Motomag : Revenons un peu sur ta carrière. Tu es un des rares pilotes, voire le seul, à avoir roulé en GP vitesse après avoir été champion du monde de cross…
JMB : C’est exact. Après avoir remporté le titre mondial 125 cm3 en 1988 et celui 250 cm3 en 1989, j’ai décidé de partir aux USA pour défier les plus grands pilotes américains chez eux. La première année a été celle de l’apprentissage, mais j’ai tout de même fini deuxième en Supercross. La deuxième saison j’ai remporté les catégories 250, 500 et Supercross. C’est par la suite que j’ai décidé de tenter l’aventure des Grands Prix vitesse.

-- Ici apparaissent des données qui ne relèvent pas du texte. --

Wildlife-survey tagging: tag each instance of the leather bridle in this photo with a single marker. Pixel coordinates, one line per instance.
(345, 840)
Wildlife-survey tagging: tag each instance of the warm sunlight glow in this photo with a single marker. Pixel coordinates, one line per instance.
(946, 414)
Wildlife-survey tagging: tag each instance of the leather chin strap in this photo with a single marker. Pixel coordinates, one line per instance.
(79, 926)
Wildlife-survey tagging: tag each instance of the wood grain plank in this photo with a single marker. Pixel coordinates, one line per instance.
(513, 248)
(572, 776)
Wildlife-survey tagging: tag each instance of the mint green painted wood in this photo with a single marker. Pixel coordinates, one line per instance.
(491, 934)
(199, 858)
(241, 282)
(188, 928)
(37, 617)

Motomag : C’était une transition difficile ?
JMB : Oui et non. D’une part, je n’ai jamais vraiment disposé d’une structure et d’une moto de premier plan pour gagner. D’autre part, mon expérience de la course, même si c’était en cross, m’a beaucoup servi. Il y a aussi des gens fantastiques qui m’ont aidé, comme ceux de chez Aprilia ou Kenny Roberts. Je n’ai pas réussi à gagner un titre, seulement des bonnes places et même deux pôles en 500 cm3. Je regrette bien sûr, mais je garde un formidable souvenir de ces années.

Motomag : Tu as aussi remporté le Bol d’Or et les 24H du Mans moto…
JMB : Je devais rouler avec l’équipe N°1 chez Suzuki, avec Morrisson et Lavieille, mais j’ai préféré la N°2 avec des jeunes pilotes comme Sébastien Gimbert et Nicolas Dussauge. C’était plus facile pour moi d’imposer certains choix et de plus, il y avait moins de pression. Nous avons gagné le Bol en 2002 et 2003, ainsi que les 24H du Mans en 2002. Auparavant, j’avais aussi gagné plusieurs Guidons d’Or et Supercross à Bercy.

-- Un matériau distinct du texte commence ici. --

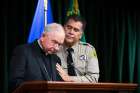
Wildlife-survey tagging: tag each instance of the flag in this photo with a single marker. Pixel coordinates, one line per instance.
(74, 9)
(39, 19)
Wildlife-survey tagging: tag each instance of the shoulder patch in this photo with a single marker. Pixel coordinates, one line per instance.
(86, 44)
(93, 53)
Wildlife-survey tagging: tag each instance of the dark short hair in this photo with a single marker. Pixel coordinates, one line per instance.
(76, 18)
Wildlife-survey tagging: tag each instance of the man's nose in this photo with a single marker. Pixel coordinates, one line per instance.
(56, 47)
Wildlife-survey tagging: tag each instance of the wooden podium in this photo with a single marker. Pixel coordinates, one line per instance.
(73, 87)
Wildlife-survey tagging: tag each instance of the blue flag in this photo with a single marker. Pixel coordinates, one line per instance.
(39, 20)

Motomag : Nous sommes au Tourist Trophy où tu viens de parcourir le tracé de la course avec ta Honda. Qu’en pense-tu de cette course ?
JMB : C’est une course incroyable et certainement très difficile à gérer. Les virages aveugles ou encore le revêtement bosselé me font peur. Mais je ne pense pas que les pilotes qui s’engagent ici sont des fous. Bien au contraire. Pour avoir parlé avec John McGuiness et Guy Martin, je sais qu’ils cherchent avant tout à minimiser les risques. Le travail qu’ils effectuent sur la moto ou encore la faculté à adapter leur pilotage à la configuration de la route est extraordinaire.

Motomag : Cela ne te tente pas ?
JMB : Non, pour deux raisons. La première concerne ma façon de piloter. J’aime trop aller jusqu’au bout des possibilités de la moto et ici il n’y a aucune échappatoire possible en cas de faute ou de casse. La deuxième raison est plus culturelle. Pour les pilotes britanniques la course sur route est une tradition où ils puisent beaucoup de motivation. Ce n’est pas mon cas. J’ai en tout cas énormément de respect pour tous les pilotes qui s’engagent sur ce type de course.

Motomag : Une dernière question ; pourquoi la relève française en cross comme en vitesse tarde à venir ?
JMB : Certains diront que c’est une question de gros sous et ils ont certainement raison. Mais je crois aussi que l’on laisse trop des jeunes, même talentueux, face à eux-mêmes. Dans ma carrière j’ai eu la chance de profiter des conseils d’anciens pilotes comme Roger DeCoster ou Kenny Roberts, des types qui aimaient faire la transition entre deux générations. En France, on n’exploite pas assez ce que les anciens pilotes champion du monde ou de très haut niveau peuvent apporter aux jeunes. C’est pourtant le rôle de la Fédération française de moto (FFM), tout comme est son devoir de veiller à la reconversion des anciens sportifs de haut niveau.